FROM events.${initialTable}
WHERE DATE(created_at) = ?
on conflict do nothing
`,
[standardFormatDate]
);

console.time(`Inserted data for ${standardFormatDate}`);
await query;
console.timeEnd(`Inserted data for ${standardFormatDate}`);

// Calculate the days left to insert
const left = terminationDate - Number(day);
const remainingDays = Math.ceil(left / (1000 * 60 * 60 * 24));
console.log(`Inserted data for ${standardFormatDate}. ${remainingDays} day(s) left to insert.`);

// Save progress to the JSON file
fs.writeFileSync('progress.json', JSON.stringify(standardFormatDate));

//log initial table count and target table count every 10 days
if (remainingDays % 10 === 0) {
const finalTableCount = await getClient().table(`events.${finalTable}`).count('*');
console.log({initialTableCount, finalTableCount});
}
} catch (err) {
console.error(`Failed to handle day ${day.toISOString()}. Error: ${err.message}`);
// You can rethrow if the error must stop the execution
// throw err;
}
}

const finalTableCount = await getClient().table(`events.${finalTable}`).count('*');
console.log('Process completed!', {initialTableCount, finalTableCount});
};
  1. Our task is to move data from an initial ‘events’ table to a final ‘events_partitioned_by_date’ table where the data is partitioned by date. We employ the use of the Knex.js library and the ‘@shelf/rds’ module, which is a powerful SQL builder, to interact with the database and facilitate this task.
  2. The initial part of the move()function calculates the range of data you have to work with, defined by startCreationDate and endCreationDate. These represent the earliest and the latest dates we have records for in the database, respectively.
  3. One important feature of this script is its progress tracking. This takes place in a try-catch block where it tries to read a file progress.json. If the file exists, it gets the date where the script last left off and continues from that date onward. If the file doesn’t exist, we start the process from the very startCreationDate ones that were acquired before.
  4. A loop runs for each day within the range from your progress to the termination date, which is defined as two days in the future from the time of script execution.
  5. Within the loop, construct a daily data partitioning query to move the data from the initial ‘events’ table to the final ‘events_partitioned_by_date’ table. In this query, we select our desired columns from the initial table and insert them into the final table. Noteworthy is our use of the ON_CONFLICT clause to avoid inserting duplicated data into the final table.
  6. After each day’s operation, the script logs the remaining days left to process, thereby providing a rough estimate of the script’s completion time. The script then updates progress.json with the current date (as ‘day’), ensuring that progress is saved after every day’s operation. This allows the script to be re-run from this point if it is halted or interrupted for any reason.
  7. To keep an eye on the data count in both tables and to make sure that the migration is going well, every 10 days it logs the count of records in both the initial table and the final table. This is followed by a similar logging exercise once the script completes its execution.

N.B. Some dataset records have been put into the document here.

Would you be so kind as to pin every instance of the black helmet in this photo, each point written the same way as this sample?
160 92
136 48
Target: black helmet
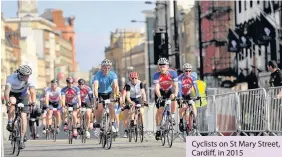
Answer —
81 81
54 81
69 80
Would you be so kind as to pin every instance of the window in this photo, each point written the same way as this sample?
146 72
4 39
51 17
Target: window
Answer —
245 5
240 6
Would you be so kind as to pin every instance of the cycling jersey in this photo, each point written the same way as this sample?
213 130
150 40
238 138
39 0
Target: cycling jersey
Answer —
185 85
135 90
71 94
54 96
105 82
85 93
18 86
165 80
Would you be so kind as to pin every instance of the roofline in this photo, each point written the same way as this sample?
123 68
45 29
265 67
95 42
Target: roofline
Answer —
41 19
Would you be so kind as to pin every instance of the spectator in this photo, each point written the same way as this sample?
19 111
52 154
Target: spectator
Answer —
276 74
252 79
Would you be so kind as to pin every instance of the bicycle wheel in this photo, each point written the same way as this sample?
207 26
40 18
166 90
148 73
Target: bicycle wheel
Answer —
109 135
83 129
19 136
140 127
33 131
169 131
14 140
70 129
54 130
163 130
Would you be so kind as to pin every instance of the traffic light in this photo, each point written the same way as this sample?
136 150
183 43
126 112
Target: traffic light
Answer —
160 46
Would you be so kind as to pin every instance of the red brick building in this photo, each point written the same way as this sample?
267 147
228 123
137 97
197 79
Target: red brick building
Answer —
217 18
64 25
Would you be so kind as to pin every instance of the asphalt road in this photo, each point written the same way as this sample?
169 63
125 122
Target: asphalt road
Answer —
120 148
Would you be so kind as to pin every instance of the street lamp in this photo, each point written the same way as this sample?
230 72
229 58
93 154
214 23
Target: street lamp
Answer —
148 49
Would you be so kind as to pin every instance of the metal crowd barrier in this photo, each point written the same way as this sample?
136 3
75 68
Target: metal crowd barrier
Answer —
256 112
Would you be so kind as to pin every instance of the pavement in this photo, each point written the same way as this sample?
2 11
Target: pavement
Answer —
121 147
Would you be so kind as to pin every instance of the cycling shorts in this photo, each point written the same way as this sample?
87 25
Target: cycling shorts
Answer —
135 100
165 95
21 99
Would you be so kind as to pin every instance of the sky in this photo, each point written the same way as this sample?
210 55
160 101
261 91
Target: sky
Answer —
93 24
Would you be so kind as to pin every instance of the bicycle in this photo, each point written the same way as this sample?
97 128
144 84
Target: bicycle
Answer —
69 132
17 132
53 130
83 125
135 130
189 124
166 127
33 126
106 134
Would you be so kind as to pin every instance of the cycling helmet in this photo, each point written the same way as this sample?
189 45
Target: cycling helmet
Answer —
81 81
69 80
133 74
163 61
54 81
25 70
106 62
187 66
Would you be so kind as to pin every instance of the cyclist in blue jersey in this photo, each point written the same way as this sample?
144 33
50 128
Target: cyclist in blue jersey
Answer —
187 80
71 97
105 84
166 86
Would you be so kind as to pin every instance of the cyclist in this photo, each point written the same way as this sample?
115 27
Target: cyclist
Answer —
186 82
17 86
53 98
43 110
166 86
71 97
102 85
86 96
134 90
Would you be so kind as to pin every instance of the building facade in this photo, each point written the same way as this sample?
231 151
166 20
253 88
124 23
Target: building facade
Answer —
64 25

The exception handling within the loop ensures that if any day’s operation fails due to an error, the script just logs the error message and moves on to the next day. This is crucial for keeping the script running even in the face of unexpected errors.

Conclusions

As was tested on production this script did not increase the CPU and RAM by more than 10–15% but it took about 10 hours to complete. I think It was worth it since minor pressure was put on the database. Consequently, the whole team could work productively without worrying something would fall off or degrade users' experience.

Hope your migrations won't put any stress on you 🙃Have a great day!